Reaching this stage of my life wasn’t quick and easy. It took purposeful effort to bring meaning into my life, which I managed to do in different ways:
- by creating something unique with inFertile Life, providing solutions that make a difference in people’s lives. My efforts have been recognised when I was awarded NLP Coach of the Year 2017 and when I did a TEDx talk in 2018;
- by loving unconditionally my partner, my parents, sister and grandma, and being able to appreciate beauty in nature and everywhere around me;
- by choosing to have a positive attitude towards the circumstances I cannot change. Because we may not be able to change what happens to us, but we can always choose how to respond. I have to go through these circumstances regardless, so I choose to do so with grace, dignity and personal growth.
I usually say that infertility is like a wound that can get better but never heals.
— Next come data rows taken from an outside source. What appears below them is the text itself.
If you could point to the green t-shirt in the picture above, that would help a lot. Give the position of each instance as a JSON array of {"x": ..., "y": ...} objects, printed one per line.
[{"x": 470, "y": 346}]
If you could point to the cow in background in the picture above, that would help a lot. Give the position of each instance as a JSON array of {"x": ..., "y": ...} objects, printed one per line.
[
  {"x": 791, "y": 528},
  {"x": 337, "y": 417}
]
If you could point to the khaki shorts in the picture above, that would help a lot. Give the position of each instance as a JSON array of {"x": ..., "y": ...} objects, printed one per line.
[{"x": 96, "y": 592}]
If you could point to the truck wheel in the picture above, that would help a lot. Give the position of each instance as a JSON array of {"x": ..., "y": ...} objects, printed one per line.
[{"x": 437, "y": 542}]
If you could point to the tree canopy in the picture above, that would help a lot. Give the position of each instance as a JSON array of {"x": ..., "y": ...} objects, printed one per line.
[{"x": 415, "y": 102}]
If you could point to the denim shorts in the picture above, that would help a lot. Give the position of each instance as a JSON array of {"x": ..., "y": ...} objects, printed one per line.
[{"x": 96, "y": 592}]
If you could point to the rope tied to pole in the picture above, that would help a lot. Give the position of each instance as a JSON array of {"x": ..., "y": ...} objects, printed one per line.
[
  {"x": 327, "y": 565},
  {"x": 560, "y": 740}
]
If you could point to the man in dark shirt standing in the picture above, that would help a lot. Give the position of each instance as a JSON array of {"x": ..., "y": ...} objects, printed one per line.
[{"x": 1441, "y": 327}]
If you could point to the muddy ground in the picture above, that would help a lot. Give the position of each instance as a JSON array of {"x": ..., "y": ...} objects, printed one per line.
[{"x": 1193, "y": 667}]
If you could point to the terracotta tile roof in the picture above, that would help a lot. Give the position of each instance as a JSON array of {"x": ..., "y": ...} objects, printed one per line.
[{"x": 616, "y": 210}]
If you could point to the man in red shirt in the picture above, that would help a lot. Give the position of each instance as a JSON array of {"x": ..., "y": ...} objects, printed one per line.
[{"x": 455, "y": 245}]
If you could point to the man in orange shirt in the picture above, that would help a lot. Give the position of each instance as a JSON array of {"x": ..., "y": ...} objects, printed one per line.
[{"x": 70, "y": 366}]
This means we can’t simply overcome infertility but we can learn how to cope, and with time find perspective, create meaning and live meaningfully. Above are some of the ways I have used to cope and be where I am in life right now. And this is the reason why I created inFertile Life, so that with my personal and professional experience I can support other people through the rollercoaster, whatever stage of the journey they’re in, so they can cope with the curve balls life throws and find a fertility plan that suits them.